Pokémon Snakewood

Everything About Fiction You Never Wanted to Know.

Pokémon has been the focus of many a Game Mod and ROM Hack. There's the Moe Anthropomorphism of Moemon, the Touhoumon series that replaces the familiar Mons with the cast of Touhou Project, the world expansion of Pokémon Brown and Prism, and more unusual fare such as Pokémon Quartz.

Pokemon Snakewood is, in essence, Pokemon Ruby IN A Zombie Apocalypse!
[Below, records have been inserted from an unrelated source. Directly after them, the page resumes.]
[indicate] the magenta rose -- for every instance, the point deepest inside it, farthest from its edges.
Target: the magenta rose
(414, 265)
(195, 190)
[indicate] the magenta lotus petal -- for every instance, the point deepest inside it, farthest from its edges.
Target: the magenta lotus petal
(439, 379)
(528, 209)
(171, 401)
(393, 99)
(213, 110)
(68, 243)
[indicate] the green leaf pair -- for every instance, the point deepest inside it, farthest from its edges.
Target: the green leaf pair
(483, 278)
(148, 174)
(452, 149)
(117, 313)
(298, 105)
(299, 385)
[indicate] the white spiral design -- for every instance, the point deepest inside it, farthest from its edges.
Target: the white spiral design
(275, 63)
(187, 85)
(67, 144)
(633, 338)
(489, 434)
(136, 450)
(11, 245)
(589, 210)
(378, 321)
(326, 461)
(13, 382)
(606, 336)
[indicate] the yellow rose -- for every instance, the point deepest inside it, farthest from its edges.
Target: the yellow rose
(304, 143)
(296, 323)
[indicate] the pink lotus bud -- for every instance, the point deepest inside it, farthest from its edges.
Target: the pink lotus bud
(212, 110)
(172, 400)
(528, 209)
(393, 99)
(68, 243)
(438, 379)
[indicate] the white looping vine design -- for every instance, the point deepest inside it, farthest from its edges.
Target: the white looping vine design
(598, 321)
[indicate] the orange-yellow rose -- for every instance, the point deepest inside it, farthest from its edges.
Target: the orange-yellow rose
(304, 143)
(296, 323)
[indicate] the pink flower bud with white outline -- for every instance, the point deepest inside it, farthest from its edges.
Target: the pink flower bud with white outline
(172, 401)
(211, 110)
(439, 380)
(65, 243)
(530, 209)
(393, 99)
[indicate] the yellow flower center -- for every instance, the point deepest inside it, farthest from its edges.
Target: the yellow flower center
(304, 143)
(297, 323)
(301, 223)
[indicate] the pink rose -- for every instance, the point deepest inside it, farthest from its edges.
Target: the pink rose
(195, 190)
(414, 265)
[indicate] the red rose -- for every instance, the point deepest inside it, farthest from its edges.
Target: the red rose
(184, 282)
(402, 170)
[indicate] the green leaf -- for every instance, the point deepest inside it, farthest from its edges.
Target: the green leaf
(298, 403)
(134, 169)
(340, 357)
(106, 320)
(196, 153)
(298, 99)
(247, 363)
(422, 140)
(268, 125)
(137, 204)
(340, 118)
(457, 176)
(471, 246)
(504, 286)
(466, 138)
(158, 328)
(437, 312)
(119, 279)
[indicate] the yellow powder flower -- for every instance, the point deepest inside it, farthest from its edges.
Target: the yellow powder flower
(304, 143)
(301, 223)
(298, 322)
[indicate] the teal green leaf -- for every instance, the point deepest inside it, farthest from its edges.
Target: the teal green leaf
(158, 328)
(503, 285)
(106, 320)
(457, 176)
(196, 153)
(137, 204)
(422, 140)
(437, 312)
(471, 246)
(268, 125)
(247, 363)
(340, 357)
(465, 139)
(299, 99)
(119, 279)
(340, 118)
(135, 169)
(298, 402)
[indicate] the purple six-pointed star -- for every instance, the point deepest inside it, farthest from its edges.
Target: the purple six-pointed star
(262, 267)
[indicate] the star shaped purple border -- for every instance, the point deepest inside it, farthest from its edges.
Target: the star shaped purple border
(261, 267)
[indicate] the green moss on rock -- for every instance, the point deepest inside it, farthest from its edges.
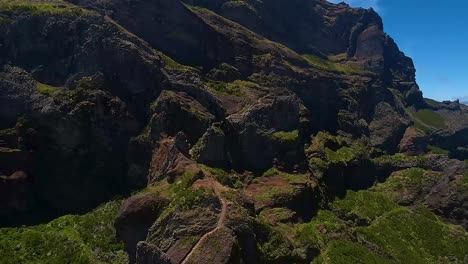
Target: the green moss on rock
(363, 205)
(429, 118)
(420, 237)
(88, 238)
(346, 252)
(437, 150)
(285, 136)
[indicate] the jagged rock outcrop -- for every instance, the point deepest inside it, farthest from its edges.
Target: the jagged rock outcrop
(259, 149)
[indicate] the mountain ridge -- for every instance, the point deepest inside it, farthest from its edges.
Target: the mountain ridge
(301, 112)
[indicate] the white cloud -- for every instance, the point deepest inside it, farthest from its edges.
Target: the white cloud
(375, 4)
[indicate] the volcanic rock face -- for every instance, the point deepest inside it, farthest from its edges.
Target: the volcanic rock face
(289, 133)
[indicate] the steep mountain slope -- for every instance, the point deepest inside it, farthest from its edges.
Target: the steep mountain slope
(291, 133)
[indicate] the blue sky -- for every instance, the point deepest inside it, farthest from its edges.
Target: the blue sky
(435, 34)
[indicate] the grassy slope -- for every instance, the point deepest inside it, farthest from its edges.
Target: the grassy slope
(88, 238)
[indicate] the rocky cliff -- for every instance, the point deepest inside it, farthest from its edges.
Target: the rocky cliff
(237, 131)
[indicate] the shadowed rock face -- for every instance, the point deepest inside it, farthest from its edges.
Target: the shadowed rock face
(277, 111)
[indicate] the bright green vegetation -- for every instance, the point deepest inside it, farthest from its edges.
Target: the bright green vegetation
(276, 214)
(292, 178)
(346, 252)
(184, 196)
(276, 247)
(59, 93)
(343, 154)
(397, 158)
(236, 88)
(363, 205)
(437, 150)
(232, 180)
(322, 229)
(417, 236)
(331, 65)
(47, 89)
(38, 8)
(428, 118)
(285, 136)
(88, 238)
(267, 193)
(409, 180)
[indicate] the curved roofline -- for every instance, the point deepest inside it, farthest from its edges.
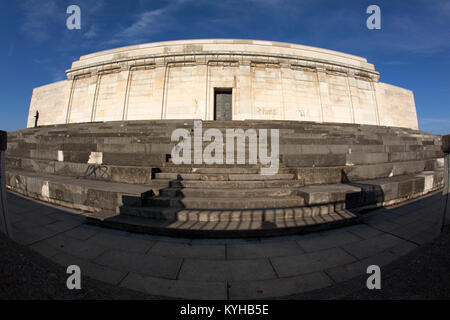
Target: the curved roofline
(222, 41)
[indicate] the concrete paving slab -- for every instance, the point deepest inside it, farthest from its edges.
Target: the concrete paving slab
(120, 242)
(327, 240)
(311, 262)
(351, 270)
(278, 287)
(176, 288)
(263, 250)
(90, 269)
(213, 271)
(154, 266)
(187, 250)
(75, 247)
(372, 246)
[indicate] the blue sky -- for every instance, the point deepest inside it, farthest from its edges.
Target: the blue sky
(412, 49)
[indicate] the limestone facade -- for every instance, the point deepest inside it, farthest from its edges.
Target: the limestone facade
(267, 81)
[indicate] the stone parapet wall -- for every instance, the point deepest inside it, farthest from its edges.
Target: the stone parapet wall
(177, 80)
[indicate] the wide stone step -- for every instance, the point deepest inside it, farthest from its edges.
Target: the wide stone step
(200, 184)
(226, 229)
(228, 193)
(223, 203)
(221, 215)
(223, 177)
(376, 192)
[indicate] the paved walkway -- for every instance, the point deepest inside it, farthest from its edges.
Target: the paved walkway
(225, 268)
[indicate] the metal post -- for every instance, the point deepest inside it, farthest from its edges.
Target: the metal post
(5, 226)
(446, 191)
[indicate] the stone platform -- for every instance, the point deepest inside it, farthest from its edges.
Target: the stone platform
(121, 174)
(255, 268)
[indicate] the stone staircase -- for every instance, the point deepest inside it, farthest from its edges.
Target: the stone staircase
(327, 173)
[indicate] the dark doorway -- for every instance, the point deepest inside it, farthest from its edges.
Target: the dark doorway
(223, 109)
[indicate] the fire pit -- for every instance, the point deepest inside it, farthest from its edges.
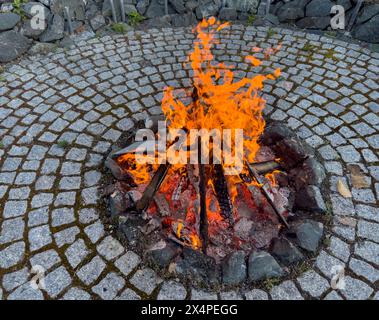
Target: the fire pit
(209, 191)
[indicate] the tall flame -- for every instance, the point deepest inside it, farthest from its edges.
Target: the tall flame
(223, 103)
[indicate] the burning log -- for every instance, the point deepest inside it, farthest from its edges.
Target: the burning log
(222, 193)
(153, 187)
(254, 175)
(203, 228)
(162, 204)
(133, 148)
(265, 167)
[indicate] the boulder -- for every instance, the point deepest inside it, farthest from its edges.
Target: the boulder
(163, 254)
(228, 14)
(157, 9)
(191, 5)
(286, 252)
(319, 23)
(12, 45)
(310, 199)
(275, 132)
(311, 172)
(178, 5)
(368, 31)
(76, 8)
(345, 3)
(119, 203)
(207, 9)
(249, 6)
(292, 10)
(142, 6)
(319, 8)
(8, 20)
(117, 172)
(97, 22)
(234, 268)
(309, 234)
(197, 267)
(42, 48)
(55, 30)
(292, 152)
(107, 9)
(183, 20)
(262, 265)
(29, 31)
(31, 8)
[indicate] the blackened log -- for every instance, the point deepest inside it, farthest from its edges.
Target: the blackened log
(266, 167)
(133, 148)
(222, 193)
(263, 187)
(203, 202)
(153, 187)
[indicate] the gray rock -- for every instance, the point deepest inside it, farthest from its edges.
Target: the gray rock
(91, 271)
(319, 8)
(197, 294)
(367, 13)
(108, 288)
(76, 294)
(128, 262)
(286, 291)
(262, 266)
(157, 9)
(183, 20)
(145, 280)
(15, 279)
(207, 9)
(345, 3)
(107, 9)
(119, 203)
(178, 6)
(310, 199)
(198, 267)
(12, 45)
(228, 14)
(26, 292)
(116, 170)
(292, 10)
(172, 290)
(312, 283)
(8, 20)
(163, 256)
(309, 234)
(56, 281)
(110, 248)
(76, 8)
(310, 173)
(320, 23)
(234, 268)
(286, 252)
(249, 6)
(55, 30)
(142, 6)
(256, 294)
(32, 8)
(368, 31)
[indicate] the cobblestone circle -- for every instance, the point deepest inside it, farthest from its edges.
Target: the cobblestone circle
(60, 114)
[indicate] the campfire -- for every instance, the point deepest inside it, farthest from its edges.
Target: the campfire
(208, 175)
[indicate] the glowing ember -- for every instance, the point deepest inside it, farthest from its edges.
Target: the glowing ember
(220, 102)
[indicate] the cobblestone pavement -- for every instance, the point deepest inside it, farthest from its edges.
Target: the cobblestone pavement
(328, 94)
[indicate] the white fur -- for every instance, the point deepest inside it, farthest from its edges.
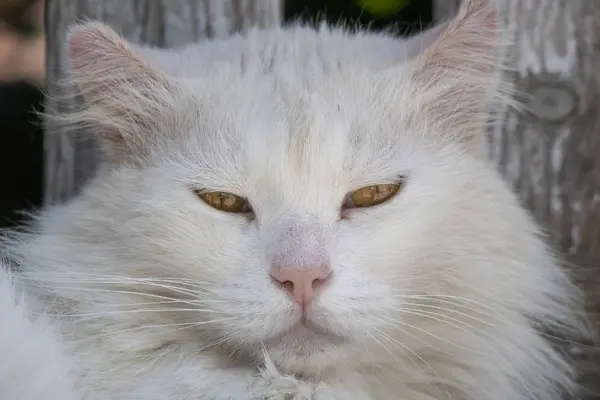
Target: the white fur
(435, 294)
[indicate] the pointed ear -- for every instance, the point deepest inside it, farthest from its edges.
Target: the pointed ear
(458, 76)
(123, 95)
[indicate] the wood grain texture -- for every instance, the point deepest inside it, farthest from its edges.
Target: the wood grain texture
(550, 150)
(72, 158)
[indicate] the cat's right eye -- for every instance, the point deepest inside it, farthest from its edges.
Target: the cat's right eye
(223, 201)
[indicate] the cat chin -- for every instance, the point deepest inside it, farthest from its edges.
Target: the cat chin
(306, 351)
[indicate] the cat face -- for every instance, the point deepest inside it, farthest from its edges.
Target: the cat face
(292, 137)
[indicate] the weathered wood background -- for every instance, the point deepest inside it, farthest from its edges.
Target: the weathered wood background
(550, 152)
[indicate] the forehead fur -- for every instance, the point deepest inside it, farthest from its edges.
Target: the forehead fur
(315, 100)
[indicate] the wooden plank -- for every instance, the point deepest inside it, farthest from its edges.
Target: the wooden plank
(550, 150)
(72, 157)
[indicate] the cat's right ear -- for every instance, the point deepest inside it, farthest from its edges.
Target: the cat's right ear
(458, 76)
(123, 95)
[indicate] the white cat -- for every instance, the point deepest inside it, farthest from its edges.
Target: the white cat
(297, 214)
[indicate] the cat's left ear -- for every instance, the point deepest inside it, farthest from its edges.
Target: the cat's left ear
(126, 99)
(457, 77)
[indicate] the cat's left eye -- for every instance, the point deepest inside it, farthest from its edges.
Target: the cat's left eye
(370, 196)
(223, 201)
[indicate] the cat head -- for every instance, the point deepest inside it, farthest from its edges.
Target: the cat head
(308, 201)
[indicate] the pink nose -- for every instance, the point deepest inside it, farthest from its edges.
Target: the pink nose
(302, 284)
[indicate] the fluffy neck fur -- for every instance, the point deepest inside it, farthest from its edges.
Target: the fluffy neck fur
(438, 293)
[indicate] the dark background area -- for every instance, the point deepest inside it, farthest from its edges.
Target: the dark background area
(21, 137)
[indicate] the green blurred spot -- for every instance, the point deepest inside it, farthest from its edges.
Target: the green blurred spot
(382, 8)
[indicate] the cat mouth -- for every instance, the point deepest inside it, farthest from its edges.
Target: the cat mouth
(308, 331)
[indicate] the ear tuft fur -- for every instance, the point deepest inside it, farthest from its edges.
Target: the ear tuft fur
(123, 95)
(459, 76)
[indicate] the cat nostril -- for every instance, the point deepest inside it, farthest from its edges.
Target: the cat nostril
(288, 286)
(301, 284)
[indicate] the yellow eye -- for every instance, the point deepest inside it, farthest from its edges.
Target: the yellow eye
(370, 196)
(225, 201)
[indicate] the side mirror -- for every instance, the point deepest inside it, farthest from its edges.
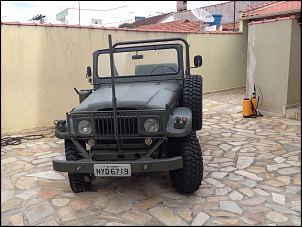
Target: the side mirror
(197, 61)
(89, 74)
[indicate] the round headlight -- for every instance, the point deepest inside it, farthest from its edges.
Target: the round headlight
(85, 127)
(151, 125)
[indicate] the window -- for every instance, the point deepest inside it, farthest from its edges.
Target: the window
(96, 22)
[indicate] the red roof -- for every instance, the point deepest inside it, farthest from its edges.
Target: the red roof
(179, 25)
(273, 8)
(151, 20)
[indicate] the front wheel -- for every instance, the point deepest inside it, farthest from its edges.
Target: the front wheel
(76, 180)
(187, 179)
(192, 98)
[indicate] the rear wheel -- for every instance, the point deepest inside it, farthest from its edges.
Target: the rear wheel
(187, 179)
(192, 98)
(76, 180)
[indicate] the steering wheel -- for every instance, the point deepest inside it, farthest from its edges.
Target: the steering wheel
(162, 66)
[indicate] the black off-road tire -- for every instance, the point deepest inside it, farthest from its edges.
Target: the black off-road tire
(76, 180)
(192, 98)
(187, 179)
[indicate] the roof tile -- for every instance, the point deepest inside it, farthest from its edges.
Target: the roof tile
(272, 7)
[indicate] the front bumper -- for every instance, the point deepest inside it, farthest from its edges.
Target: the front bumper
(141, 165)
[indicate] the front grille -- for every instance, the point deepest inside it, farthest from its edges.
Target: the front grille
(127, 123)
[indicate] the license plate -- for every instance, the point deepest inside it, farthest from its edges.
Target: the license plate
(116, 170)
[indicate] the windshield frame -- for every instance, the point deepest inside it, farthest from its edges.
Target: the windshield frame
(107, 80)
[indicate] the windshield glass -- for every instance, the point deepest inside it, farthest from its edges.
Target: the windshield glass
(154, 61)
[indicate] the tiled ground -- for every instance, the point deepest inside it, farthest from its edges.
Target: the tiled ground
(252, 176)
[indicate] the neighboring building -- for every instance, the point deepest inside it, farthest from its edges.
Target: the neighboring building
(106, 18)
(274, 54)
(228, 10)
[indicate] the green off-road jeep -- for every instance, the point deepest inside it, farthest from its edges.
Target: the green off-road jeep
(141, 116)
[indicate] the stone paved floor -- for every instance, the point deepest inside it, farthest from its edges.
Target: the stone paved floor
(252, 176)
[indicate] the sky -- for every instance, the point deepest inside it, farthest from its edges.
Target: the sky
(23, 11)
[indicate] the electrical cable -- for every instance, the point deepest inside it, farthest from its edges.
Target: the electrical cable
(18, 140)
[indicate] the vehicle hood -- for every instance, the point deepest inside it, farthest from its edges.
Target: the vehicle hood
(138, 95)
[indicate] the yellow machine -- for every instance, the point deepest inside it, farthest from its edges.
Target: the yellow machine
(250, 106)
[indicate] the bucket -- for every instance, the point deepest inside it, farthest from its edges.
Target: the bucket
(217, 19)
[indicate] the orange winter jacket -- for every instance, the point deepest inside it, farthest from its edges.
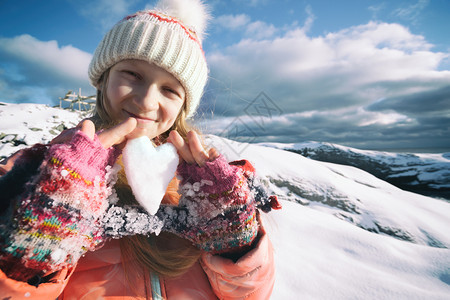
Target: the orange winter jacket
(100, 275)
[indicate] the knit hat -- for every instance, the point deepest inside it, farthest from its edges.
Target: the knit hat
(169, 36)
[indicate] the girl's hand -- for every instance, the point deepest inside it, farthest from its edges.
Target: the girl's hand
(192, 150)
(109, 137)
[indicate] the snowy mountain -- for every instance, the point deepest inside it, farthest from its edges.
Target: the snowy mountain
(342, 233)
(427, 174)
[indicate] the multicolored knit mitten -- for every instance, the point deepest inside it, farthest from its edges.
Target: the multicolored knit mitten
(56, 220)
(218, 207)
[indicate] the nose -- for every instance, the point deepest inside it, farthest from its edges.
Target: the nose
(147, 98)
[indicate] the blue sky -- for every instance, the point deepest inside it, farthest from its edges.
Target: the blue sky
(371, 74)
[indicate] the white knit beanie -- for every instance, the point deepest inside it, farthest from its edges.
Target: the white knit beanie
(168, 36)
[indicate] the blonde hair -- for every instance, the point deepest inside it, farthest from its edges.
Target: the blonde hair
(150, 252)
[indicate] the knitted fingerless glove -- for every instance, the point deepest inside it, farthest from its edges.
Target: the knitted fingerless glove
(217, 210)
(56, 220)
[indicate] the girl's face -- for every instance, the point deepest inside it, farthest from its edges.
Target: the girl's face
(146, 92)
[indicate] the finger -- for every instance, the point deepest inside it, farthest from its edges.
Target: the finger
(182, 146)
(64, 136)
(88, 128)
(196, 147)
(117, 134)
(213, 154)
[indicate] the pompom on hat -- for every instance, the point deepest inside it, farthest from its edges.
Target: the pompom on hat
(169, 36)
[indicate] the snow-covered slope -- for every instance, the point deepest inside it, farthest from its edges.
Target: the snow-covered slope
(427, 174)
(22, 125)
(342, 233)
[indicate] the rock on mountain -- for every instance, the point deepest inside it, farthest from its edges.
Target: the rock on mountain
(426, 174)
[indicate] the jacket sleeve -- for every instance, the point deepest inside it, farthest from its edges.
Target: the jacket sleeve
(251, 277)
(54, 220)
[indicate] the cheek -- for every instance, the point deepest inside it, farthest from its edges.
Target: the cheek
(172, 110)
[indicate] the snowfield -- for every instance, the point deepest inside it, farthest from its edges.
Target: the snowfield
(342, 233)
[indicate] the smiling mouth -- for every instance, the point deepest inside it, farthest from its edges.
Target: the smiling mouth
(143, 119)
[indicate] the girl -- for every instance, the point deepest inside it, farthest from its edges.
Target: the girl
(63, 203)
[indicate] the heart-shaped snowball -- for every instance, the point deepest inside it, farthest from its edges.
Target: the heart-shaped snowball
(149, 170)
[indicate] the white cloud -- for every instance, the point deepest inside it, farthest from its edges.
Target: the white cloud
(325, 85)
(106, 12)
(309, 20)
(347, 62)
(66, 61)
(260, 30)
(233, 22)
(411, 12)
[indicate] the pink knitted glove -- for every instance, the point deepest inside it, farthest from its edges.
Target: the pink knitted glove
(217, 209)
(56, 219)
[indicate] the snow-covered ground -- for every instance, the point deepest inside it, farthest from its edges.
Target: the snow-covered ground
(342, 232)
(425, 173)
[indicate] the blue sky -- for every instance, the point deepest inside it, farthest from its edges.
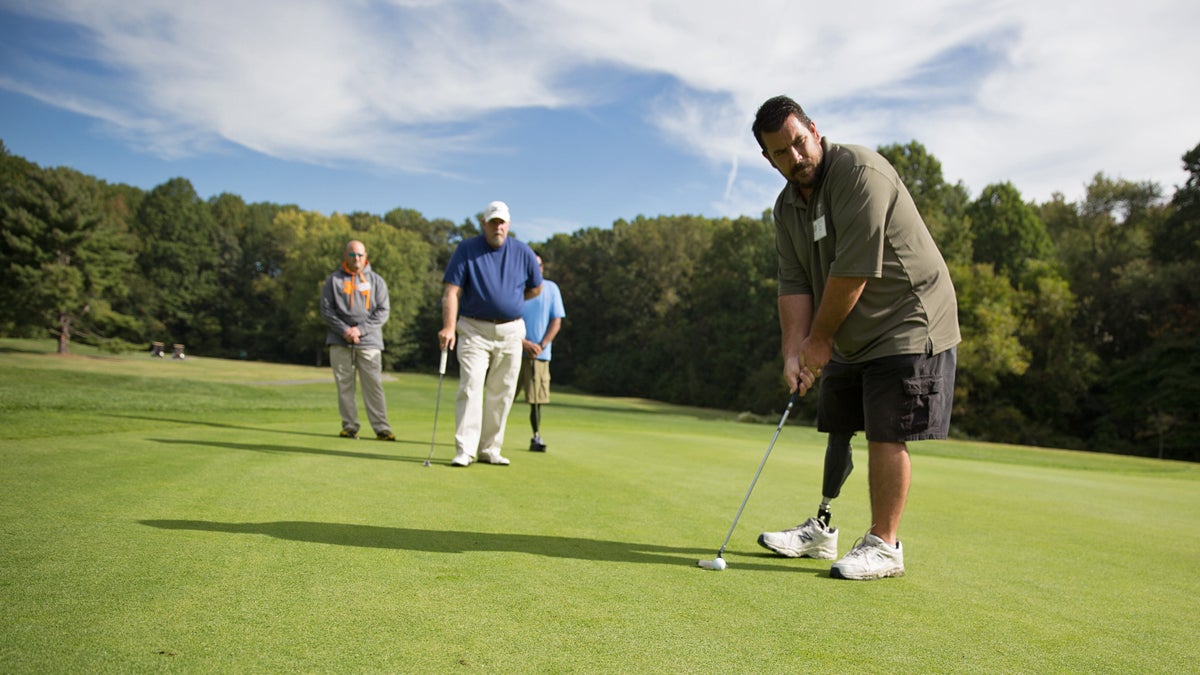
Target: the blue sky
(581, 113)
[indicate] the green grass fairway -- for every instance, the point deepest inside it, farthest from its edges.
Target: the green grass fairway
(203, 517)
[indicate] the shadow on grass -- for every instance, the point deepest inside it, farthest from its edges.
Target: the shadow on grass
(657, 410)
(456, 542)
(244, 428)
(267, 448)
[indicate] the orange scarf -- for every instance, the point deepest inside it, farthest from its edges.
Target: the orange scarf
(349, 287)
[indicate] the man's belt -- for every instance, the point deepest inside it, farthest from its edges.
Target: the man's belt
(497, 321)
Your hero (or heroine) wakes up in the ruins of Littleroot Town with a bad case of amnesia. After retrieving a Poke Ball from the wreckage of the lab, you find Professor Birch being attacked by a strange creature that doesn't seem like an ordinary Pokemon... The grateful professor promptly fills you in, and sends you off after your older brother, who's looking for a way to stop the apocalypse.

While obviously Darker and Edgier, Snakewood keeps a very dark sense of humor throughout the story, never quite taking itself too seriously. Its cliches are constantly Lampshaded to the point where it's clearly Better Than a Bare Bulb.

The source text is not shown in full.